Par exemple, les politiques d’équité, de diversité et d’inclusion (EDI) en recherche pourraient inclure la diversité linguistique. De plus, la publication annuelle des taux de succès des demandes de subvention, détaillés notamment selon la langue, pourrait être exigée. Il serait même possible de réserver des enveloppes aux scientifiques francophones afin d’assurer une répartition plus équitable des fonds de recherche.
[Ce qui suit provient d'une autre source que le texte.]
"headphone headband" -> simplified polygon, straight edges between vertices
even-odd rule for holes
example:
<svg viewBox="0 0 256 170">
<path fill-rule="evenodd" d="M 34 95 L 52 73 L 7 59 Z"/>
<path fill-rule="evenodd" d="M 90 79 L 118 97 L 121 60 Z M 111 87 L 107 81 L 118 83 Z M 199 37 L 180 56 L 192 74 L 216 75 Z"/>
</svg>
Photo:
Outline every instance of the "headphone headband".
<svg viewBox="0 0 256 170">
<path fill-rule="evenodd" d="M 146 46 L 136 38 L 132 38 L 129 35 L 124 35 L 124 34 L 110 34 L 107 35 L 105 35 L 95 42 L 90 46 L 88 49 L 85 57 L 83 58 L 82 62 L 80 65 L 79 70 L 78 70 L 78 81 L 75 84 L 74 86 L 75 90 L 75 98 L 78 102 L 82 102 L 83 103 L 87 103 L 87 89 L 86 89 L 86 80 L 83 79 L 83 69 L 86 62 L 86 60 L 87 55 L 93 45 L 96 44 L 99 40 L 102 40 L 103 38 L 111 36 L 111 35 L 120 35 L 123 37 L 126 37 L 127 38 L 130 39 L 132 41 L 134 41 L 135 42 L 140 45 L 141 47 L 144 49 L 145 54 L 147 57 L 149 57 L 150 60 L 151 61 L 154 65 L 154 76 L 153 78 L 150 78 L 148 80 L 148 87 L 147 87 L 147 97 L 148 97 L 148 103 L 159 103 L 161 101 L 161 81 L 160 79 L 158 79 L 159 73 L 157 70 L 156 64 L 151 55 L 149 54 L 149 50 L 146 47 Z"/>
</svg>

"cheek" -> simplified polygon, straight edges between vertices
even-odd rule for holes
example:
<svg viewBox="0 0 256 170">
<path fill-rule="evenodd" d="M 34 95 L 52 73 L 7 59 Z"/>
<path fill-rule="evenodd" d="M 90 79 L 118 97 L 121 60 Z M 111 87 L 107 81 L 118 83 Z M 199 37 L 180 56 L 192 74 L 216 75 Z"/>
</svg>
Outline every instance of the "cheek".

Pour rappel, ce même comité avait déjà commis un rapport sur la question lors de la précédente législature, en 2023. On y apprenait entre autres que « la proportion de demandes de financement soumises en français aux trois conseils subventionnaires canadiens […] est nettement inférieure au poids démographique des chercheurs francophones », ce qui contrevient aux obligations de la Loi sur les langues officielles.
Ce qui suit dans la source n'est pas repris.